Sorry about misspellings in the preceding comment (and other errata).

please attach your document to your question for further analysis. For that, use the edit link under your question, then the paper clip tool (position the cursor to some convenient location, e.g. a paragraph by itself separated from the rest by at least a blank line).

Sigh. I hate being wrong. The included file is an example of just about everything. I was wrong in stating the header 2 “See Attachment” line was placed w/o spaces. It was placed with tabs. I don’t know what issues the API has but I do think it is possible to do better. The issues faced are close to those faced by compiler writers, and the solutions are very similar. What seems missing is (1) local optimizations, (2) global grouping, (3) use of odt parameters for things, such as paragraphs, headers, lists etc. The expectation of a user is that HTML output will look close to or identical to the odt file. It does not, and it is wordy. The “not look like” makes the end result marginally useful.

I don’t know the implementation language used, and I am unknowledgeable about libreoffice, but if I can help in any way just ask.

I just uploaded two file, example.odt and example.html.doc, which should be, example.html. Notice that when you Save As and html file in libreoffice, the space between Re: and Subject: and and the following character is ignored., except for inclusion of a <tab> character. In example.html I have corrected this by putting a <span></span> into the html document. My point is that that is something that the html converter can do.

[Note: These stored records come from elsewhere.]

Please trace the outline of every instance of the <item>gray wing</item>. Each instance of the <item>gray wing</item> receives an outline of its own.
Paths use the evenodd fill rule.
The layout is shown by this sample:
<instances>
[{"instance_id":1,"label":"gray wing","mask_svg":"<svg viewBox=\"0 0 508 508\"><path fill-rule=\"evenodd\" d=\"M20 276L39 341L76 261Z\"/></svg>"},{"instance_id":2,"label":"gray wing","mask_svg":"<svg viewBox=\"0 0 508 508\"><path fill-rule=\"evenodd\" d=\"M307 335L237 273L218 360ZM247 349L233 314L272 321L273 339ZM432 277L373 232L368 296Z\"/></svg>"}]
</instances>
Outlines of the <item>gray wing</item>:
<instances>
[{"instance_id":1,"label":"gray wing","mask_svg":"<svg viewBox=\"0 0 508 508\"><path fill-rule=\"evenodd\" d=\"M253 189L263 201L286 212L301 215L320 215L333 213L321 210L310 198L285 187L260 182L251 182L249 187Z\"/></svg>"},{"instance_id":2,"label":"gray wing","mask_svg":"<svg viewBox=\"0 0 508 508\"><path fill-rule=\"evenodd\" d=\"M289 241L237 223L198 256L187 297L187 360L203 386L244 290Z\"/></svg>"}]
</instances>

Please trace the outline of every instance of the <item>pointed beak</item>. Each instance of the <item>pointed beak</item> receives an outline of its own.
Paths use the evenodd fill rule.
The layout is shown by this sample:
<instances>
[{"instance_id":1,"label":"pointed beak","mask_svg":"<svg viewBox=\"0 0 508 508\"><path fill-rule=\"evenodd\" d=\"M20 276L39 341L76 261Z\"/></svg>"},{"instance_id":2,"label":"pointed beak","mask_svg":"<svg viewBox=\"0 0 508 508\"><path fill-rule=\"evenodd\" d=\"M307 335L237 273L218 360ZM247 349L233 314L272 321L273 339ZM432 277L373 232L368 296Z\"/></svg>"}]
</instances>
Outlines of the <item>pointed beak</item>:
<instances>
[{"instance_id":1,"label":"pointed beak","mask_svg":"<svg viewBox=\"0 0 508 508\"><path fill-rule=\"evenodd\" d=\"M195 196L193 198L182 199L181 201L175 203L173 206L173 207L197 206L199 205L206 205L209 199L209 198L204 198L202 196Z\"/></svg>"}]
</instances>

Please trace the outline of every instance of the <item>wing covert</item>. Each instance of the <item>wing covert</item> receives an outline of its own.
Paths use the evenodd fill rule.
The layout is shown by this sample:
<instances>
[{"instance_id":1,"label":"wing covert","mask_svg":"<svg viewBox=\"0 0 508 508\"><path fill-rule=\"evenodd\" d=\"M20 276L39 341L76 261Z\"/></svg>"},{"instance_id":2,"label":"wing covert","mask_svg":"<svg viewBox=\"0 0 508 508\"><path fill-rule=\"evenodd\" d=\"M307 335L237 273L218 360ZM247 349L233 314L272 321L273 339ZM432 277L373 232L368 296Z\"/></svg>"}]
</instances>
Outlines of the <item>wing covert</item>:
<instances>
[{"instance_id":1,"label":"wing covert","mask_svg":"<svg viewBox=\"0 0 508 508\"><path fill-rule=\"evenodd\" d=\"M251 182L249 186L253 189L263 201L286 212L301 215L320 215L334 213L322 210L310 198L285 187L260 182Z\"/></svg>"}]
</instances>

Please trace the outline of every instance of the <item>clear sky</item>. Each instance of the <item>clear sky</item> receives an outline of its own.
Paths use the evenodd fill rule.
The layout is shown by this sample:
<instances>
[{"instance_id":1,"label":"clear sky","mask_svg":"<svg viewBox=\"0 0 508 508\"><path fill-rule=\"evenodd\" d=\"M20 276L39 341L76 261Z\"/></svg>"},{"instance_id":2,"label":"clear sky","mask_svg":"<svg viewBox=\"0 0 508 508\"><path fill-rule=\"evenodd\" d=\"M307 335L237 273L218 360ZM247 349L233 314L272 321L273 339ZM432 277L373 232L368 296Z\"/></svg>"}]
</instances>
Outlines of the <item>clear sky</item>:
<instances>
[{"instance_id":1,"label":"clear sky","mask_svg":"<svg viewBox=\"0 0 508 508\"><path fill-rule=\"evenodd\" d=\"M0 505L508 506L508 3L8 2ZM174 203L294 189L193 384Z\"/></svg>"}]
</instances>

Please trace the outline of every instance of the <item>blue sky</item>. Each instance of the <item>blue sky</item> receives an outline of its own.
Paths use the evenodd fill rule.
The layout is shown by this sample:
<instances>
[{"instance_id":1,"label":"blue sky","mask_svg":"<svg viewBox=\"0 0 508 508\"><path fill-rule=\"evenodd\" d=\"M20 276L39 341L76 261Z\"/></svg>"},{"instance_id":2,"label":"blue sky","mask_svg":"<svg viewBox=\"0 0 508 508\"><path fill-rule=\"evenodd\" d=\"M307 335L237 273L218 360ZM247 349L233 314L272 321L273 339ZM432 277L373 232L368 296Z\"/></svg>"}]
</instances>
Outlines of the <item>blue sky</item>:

Much the same issues were presented in HTML Code Generator works poorly. The generator ignores the spacing in the .odt document in the sense that the meaning of a ‘space’ or is not in the HTML. This leads to an HTML representation different from the.odt document. The only answer that i received was that that is not a bug. I tried to say that what is needed is an HTML page which conforms as closely as possible to the look-and-feel of the original document with no success. What I ended up doing is to hand modify the output by putting in things like <span></span>, and by never using the HTML convertor again. Instead, I do it all by hand. As to the question below about end-around coding and an HTML editor. Same statement (by me), same response by the developers. Good luck.